Design of a Supplementary Controller for STATCOM and Real-Time Parameter Estimation Using Neural Networks in a Hybrid Wind Farm Connected to the Grid

In recent years, power systems have encountered numerous challenges, particularly with the growing integration of renewable energy sources. Among these, wind energy has emerged as a clean and cost-effective option, but its impact on power system stability has become a critical concern. This impact largely depends on the type of induction generators used in wind turbines, which are primarily categorized into two types: fixed-speed wind turbines, which typically use squirrel cage induction generators (SCIG), and variable-speed wind turbines, which rely on doubly-fed induction generators (DFIG). A combined wind farm (CWF) leverages the advantages of both generator types. To enhance the dynamic performance of such a wind farm, the integration of compensators is essential. Among these, the Static Synchronous Compensator (STATCOM), a third-generation FACTS (Flexible AC Transmission Systems) device, has gained considerable attention for its effectiveness. In this study, a power system connected to a combined wind farm is designed, with a STATCOM installed at one of its buses. To further improve the damping of system oscillations during faults, a supplementary PID controller is incorporated into the STATCOM structure.

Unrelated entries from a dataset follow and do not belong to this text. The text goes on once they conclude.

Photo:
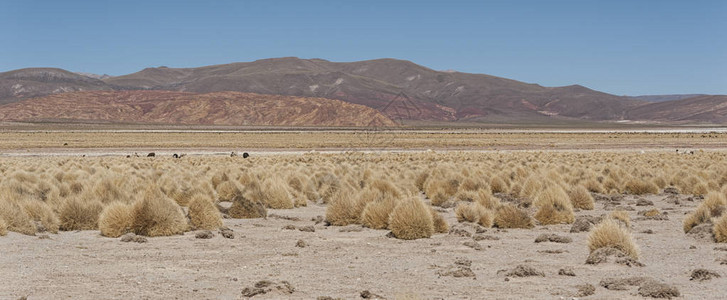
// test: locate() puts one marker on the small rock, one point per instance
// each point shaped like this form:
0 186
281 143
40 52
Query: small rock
552 238
369 295
703 274
308 228
130 237
568 271
654 289
463 262
644 202
479 237
227 233
585 290
522 271
473 245
204 234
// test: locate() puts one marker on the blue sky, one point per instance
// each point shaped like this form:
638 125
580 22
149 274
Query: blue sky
625 47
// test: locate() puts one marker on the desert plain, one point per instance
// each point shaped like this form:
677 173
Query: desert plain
377 215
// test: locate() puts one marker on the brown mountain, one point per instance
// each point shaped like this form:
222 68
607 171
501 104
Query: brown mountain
35 82
400 89
701 109
167 107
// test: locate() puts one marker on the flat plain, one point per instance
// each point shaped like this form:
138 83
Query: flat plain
482 215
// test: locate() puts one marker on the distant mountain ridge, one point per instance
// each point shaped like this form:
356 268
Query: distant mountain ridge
167 107
399 89
662 98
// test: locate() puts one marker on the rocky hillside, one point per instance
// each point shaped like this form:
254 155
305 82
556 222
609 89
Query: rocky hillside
166 107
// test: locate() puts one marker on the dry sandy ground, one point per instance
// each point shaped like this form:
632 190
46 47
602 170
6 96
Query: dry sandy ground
84 265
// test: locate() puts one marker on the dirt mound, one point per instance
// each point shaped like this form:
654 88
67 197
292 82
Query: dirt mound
604 255
648 287
654 289
703 274
584 223
702 232
130 237
551 237
204 234
264 287
522 271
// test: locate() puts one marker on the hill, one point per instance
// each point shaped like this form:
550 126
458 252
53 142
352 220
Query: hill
661 98
701 109
167 107
399 89
36 82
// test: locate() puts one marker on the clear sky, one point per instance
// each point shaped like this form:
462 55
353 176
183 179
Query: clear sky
628 47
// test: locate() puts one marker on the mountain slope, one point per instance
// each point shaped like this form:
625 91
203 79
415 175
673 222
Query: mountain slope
35 82
661 98
166 107
701 109
399 89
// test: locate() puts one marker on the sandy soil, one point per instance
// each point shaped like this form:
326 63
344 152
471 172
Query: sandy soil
85 265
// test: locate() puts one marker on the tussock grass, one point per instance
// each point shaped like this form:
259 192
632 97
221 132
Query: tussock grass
157 215
509 216
115 220
699 216
474 213
15 218
80 214
580 198
440 225
609 233
246 208
410 220
276 195
344 209
720 229
42 213
641 187
622 216
554 206
203 214
3 227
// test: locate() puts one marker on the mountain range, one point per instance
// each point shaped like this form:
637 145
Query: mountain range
398 89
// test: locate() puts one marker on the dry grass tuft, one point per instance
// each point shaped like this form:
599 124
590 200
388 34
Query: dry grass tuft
157 215
554 206
376 214
720 229
246 208
276 195
474 213
640 187
509 216
3 227
440 225
581 198
203 214
622 216
41 212
411 220
609 233
115 220
699 216
80 214
344 209
715 202
15 218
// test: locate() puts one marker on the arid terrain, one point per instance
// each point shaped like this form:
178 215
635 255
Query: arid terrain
419 225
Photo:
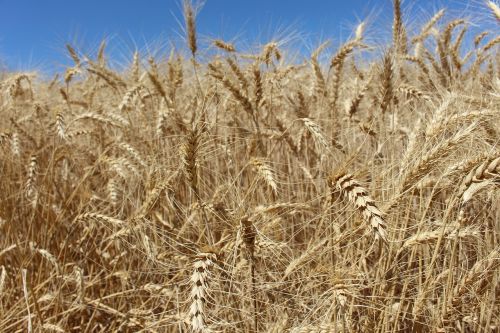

The Particle Swarm Optimization (PSO) algorithm is employed to determine the optimal PID controller coefficients. However, as the PSO process can be computationally intensive, an Artificial Neural Network (ANN) is introduced to estimate the PID parameters in real time when system operating conditions change. Simulation results, conducted using MATLAB/Simulink software, demonstrate the effectiveness of the proposed approach, validating its potential to enhance power system stability in the presence of combined wind farms.